Bislang schwitzte man an der Croisette tagsüber, während man
Abends fror. Das ist nun vorbei, eine Kaltfront setzt das Festival seit heute
unter Wasser: Der Sturm setzte just in dem Moment ein, als David Cronenberg zum
Fototermin erschien – das ist mit Sicherheit Zufall, aber wer die Arbeiten
dieses kanadischen Großmeister des Kinos kennt, weiß, dass auch in ihnen starke
Unwetter vorkommen können, nur sind diese eben psychologischer Natur.
Robert Pattinson, Mia Wasikowska, David Cronenberg, Julianne Moore, John Cusack in Cannes (Foto: Katharina Sartena) |
Cronenbergs neuer Film „Maps to the Stars“ macht seinen
schwachen Vorgänger, das Dauergelaber „Cosmopolis“, vergessen und hat endlich wieder jene Zutaten,
die Cronenberg einst berühmt machten: Es geht stürmisch zu in diesem Film, aber
natürlich nur im Seelenleben seiner Protagonisten (famos gespielt unter anderem
von Julianne Moore, John Cusack, Robert Pattinson und Mia Wasikowska).

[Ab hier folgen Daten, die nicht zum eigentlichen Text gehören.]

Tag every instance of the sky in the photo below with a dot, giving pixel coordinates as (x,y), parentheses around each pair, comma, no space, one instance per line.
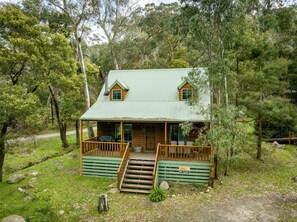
(140,2)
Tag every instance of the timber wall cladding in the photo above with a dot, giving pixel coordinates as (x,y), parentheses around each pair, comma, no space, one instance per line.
(100,166)
(170,171)
(180,91)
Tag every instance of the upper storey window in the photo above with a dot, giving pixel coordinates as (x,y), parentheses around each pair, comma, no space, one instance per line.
(118,91)
(185,91)
(117,94)
(187,94)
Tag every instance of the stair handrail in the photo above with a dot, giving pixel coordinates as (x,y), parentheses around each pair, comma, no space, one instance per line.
(156,166)
(123,166)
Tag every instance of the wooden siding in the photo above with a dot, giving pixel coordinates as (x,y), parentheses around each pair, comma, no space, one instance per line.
(170,171)
(100,166)
(139,134)
(116,86)
(105,129)
(180,91)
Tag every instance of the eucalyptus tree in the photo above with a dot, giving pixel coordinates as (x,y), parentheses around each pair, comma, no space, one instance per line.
(113,18)
(79,14)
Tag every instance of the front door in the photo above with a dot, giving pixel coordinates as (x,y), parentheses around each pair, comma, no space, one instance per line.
(150,137)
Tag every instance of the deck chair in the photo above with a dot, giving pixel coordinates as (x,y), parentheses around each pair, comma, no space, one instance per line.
(172,149)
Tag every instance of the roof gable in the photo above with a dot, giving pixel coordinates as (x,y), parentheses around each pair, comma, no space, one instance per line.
(122,85)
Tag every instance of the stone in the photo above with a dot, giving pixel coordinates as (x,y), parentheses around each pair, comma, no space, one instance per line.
(34,173)
(15,178)
(72,155)
(21,190)
(27,198)
(164,185)
(113,185)
(27,186)
(113,190)
(56,162)
(103,203)
(13,218)
(33,179)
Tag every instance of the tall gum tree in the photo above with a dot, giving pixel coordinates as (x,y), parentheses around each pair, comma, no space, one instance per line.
(79,13)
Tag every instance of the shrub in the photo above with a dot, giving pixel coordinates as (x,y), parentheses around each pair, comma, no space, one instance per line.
(157,195)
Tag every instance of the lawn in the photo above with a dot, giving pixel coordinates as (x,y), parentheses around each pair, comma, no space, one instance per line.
(254,191)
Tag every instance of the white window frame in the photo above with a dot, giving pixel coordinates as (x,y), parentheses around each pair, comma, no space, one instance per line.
(182,96)
(113,91)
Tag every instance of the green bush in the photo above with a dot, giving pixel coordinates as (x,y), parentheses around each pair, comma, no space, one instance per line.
(157,195)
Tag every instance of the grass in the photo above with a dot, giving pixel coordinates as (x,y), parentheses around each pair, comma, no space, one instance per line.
(19,155)
(59,187)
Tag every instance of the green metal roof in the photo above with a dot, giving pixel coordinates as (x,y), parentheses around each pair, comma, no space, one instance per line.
(152,97)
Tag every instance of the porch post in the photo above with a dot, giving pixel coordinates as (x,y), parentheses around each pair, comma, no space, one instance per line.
(166,150)
(121,129)
(81,144)
(98,129)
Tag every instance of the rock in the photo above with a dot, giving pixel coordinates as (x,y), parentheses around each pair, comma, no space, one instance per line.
(15,178)
(34,173)
(113,185)
(113,190)
(72,155)
(27,186)
(13,218)
(56,162)
(21,190)
(33,179)
(164,185)
(27,198)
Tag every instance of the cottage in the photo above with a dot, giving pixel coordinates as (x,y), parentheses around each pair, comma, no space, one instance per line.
(139,139)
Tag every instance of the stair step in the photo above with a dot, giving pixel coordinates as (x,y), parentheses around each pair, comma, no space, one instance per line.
(139,176)
(139,172)
(135,191)
(141,162)
(140,167)
(138,181)
(137,186)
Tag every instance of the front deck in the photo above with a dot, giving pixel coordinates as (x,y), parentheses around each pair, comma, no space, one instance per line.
(183,163)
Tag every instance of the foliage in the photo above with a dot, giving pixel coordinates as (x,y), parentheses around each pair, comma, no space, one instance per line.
(157,195)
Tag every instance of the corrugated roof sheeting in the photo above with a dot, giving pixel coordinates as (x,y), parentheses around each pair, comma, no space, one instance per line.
(153,96)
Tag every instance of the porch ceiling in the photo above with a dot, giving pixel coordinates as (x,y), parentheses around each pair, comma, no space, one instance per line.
(145,111)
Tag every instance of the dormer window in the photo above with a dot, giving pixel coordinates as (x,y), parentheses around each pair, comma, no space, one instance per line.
(185,91)
(117,94)
(187,94)
(118,91)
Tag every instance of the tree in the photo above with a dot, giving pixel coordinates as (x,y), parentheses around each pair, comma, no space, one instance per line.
(79,13)
(19,36)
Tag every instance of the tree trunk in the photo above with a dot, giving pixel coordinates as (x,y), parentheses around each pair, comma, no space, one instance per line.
(83,70)
(216,166)
(2,148)
(77,132)
(62,125)
(259,147)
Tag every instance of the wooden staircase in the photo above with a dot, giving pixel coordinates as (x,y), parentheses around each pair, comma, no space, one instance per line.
(138,176)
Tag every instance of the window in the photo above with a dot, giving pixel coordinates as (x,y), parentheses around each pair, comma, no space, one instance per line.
(116,94)
(127,132)
(187,94)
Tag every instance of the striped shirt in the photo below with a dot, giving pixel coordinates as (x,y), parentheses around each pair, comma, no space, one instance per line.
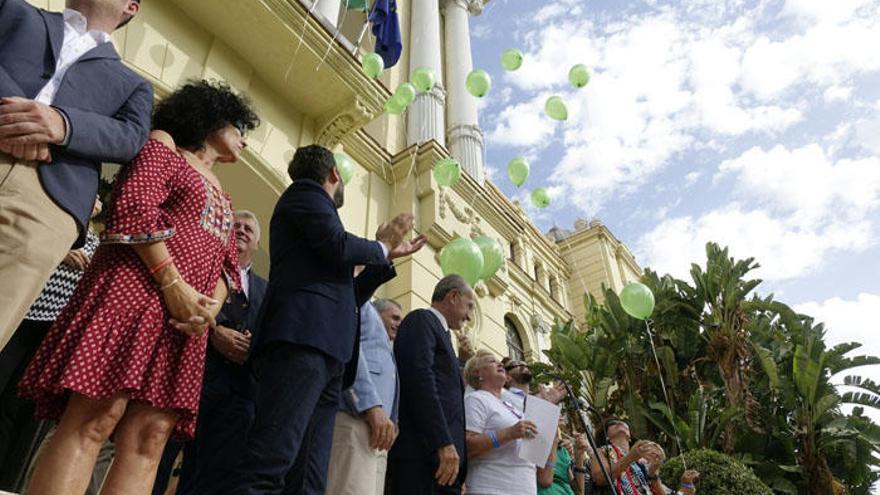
(60,287)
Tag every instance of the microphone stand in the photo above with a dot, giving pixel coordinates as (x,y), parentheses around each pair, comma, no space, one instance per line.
(592,441)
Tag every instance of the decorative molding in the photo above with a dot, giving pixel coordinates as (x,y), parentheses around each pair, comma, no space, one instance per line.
(347,118)
(319,39)
(472,7)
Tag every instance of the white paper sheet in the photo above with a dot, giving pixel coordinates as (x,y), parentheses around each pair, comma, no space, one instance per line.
(545,415)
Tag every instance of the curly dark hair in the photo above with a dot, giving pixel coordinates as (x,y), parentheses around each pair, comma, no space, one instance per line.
(199,108)
(311,162)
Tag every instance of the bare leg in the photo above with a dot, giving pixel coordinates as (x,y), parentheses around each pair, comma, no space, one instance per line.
(65,466)
(140,439)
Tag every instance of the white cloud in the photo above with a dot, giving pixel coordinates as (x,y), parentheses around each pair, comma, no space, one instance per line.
(680,78)
(790,210)
(691,178)
(868,134)
(523,125)
(836,94)
(785,251)
(805,183)
(850,321)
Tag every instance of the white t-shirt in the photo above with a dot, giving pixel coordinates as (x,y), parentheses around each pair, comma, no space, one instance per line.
(499,471)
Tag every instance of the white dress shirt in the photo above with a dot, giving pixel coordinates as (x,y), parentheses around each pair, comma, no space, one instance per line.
(440,317)
(245,281)
(77,42)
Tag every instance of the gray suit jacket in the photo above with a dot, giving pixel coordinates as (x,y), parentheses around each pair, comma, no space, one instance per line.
(107,105)
(376,382)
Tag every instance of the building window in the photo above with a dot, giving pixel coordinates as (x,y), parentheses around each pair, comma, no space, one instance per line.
(514,342)
(554,289)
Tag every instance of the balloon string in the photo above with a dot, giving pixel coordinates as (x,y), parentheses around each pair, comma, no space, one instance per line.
(333,39)
(301,36)
(665,394)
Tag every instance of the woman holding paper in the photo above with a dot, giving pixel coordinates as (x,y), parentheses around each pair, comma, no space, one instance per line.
(494,429)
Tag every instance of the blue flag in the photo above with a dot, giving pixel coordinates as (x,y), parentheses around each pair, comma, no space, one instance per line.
(386,29)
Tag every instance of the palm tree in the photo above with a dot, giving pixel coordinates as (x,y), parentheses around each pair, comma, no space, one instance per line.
(723,289)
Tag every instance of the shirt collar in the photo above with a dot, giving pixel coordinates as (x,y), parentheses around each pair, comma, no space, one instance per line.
(80,24)
(518,391)
(441,318)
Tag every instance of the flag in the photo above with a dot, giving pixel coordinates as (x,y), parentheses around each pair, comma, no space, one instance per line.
(360,5)
(386,29)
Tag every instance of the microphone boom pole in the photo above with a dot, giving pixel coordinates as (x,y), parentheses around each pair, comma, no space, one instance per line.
(592,441)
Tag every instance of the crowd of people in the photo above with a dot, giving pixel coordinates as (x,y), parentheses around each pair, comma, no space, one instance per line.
(168,366)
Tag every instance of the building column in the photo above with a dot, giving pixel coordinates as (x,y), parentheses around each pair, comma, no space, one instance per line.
(425,117)
(463,132)
(329,9)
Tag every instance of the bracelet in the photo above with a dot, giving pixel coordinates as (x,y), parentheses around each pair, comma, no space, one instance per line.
(494,439)
(169,284)
(158,267)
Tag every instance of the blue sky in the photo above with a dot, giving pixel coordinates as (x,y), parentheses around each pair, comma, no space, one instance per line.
(755,124)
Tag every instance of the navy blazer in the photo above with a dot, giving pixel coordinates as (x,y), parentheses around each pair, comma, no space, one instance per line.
(107,105)
(238,313)
(431,391)
(312,299)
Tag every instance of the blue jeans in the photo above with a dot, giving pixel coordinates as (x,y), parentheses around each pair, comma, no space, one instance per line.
(288,447)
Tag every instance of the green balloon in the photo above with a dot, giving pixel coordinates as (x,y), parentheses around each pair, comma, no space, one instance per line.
(555,108)
(405,92)
(462,257)
(579,76)
(423,79)
(345,167)
(511,59)
(373,65)
(395,105)
(518,171)
(478,83)
(540,197)
(447,172)
(637,300)
(493,255)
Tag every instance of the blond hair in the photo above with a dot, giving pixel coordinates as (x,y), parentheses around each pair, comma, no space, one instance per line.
(472,367)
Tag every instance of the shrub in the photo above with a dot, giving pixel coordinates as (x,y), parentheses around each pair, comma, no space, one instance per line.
(720,474)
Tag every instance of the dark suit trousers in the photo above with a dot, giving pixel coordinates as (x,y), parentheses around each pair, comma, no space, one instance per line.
(414,477)
(20,431)
(288,447)
(224,420)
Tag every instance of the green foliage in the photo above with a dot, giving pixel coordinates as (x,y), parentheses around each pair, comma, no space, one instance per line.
(745,374)
(720,474)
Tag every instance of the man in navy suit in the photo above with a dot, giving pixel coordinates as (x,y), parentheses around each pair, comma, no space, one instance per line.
(429,456)
(226,410)
(67,104)
(308,327)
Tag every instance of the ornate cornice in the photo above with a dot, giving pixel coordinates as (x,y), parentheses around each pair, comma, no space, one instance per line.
(459,131)
(315,35)
(473,7)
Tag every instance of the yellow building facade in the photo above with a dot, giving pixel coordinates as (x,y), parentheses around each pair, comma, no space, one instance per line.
(303,76)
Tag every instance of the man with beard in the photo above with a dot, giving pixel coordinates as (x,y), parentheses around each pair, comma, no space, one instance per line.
(519,379)
(308,327)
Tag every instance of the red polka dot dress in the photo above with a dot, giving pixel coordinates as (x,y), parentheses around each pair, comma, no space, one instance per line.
(114,334)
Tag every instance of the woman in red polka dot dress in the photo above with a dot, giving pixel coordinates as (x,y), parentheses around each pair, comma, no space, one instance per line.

Cronenberg
zeigt Hollywood von seiner übelsten Sorte: Schauspielerinnen, die daran
zerbrechen, wenn sie eine Rolle nicht bekommen, Therapeuten, die sich dieser
Schauspielerinnen dann annehmen müssen, Agenten, die die Preisverhandlung für
den nächsten Blockbuster führen und Unsummen verlangen, aber auch
fies-durchtriebene Kinderstars, die selbst vor Mord nicht zurückschrecken. Ein
permanentes Unwohlsein bestimmt das Leben der Protagonisten, ein permanentes
Unwohlsein aber auch das der Zuschauer. Meisterhaft, wie Cronenberg hier die
Klischees von der Traumfabrik gegeneinander ausspielt und letztlich aufhebt,
das ganze vor dem Hintergrund einer grausamen, von Riten bestimmten
Inzest-Geschichte zwischen den Kindern eines Geschwisterpaares. Was Cronenberg
in „Maps to the Stars“ gekonnt auf die Spitze treibt, ist nichts weniger als
die Essenz einer Industrie, die sich Unterhaltung auf die Fahnen geschrieben
hat, und der dafür jedes Mittel recht scheint. „Maps to the Stars“ erweist sich
jedenfalls als überaus vielschichtiges Psycho-Drama, das vor allem Julianne
Moore eine grandiose Bühne bietet: Sie gibt als von inneren Zweifeln
zerfressener Hollywoodstar eine der besten Performances ihrer Karriere. Und
vielleicht auch eine der ehrlichsten.
Mark Ruffalo mit Channing Tatum ("Foxcatcher"). Foto: Katharina Sartena |
Ein anderer Wettbewerbsbeitrag, der ausgerechnet als
Sportlerfilm beginnt, erklimmt derzeit die Bestenlisten der anwesenden
Filmkritiker: „Foxcatcher“ von „Capote“-Regisseur Bennett Miller wird allerorts
als fixer Kandidat für die Goldene Palme genannt, auch, weil er viel mehr ist, als
die Geschichte des Ringers Mark Schultz (Channing Tatum), der 1988 für die USA
eine Goldmedaille bei den Olympischen Spielen holen wollte, daheim aber mangels
Popularität an der Sportart keinen Sponsor fand. Dieser taucht dann in Form
eines reichen Gönners auf: Der Erbe des Chemiekonzerns du Pont (ganz ernst
gespielt von Komiker Steve Carell) finanziert Schultz‘ Training, doch
„Foxcatcher“ ist keiner dieser Filme, die den amerikanischen Traum beschwören,
in dem jeder erreichen kann, was er will, solange er dafür nur genug schuftet. „Foxcatcher“
fokussiert nämlich bald auf den Förderer du Pont, der nicht nur ein unsicheres
Auftreten hat, sondern auch unter einem Mutterkomplex leidet (seine Mutter
spielt Vanessa Redgrave). Außerdem ist du Pont schwul, ein No-Go in der
Sportlerszene der damaligen Zeit. „Foxcatcher“ entspinnt sich alsbald zu einem
menschlichen Drama, das zwar vor der Sportlerkulisse spielt, von ihr losgelöst
aber universelle Konflikte verhandelt, die Miller mit großer Stilsicherheit
inszeniert.
Cronenberg und Miller zeigen, dass hinter den jeweiligen
plakativen Sujets ihrer Geschichten (Hollywood und die Sportwelt) durchwegs
tief- und abgründige Geschichten liegen, die es zu erzählen lohnt.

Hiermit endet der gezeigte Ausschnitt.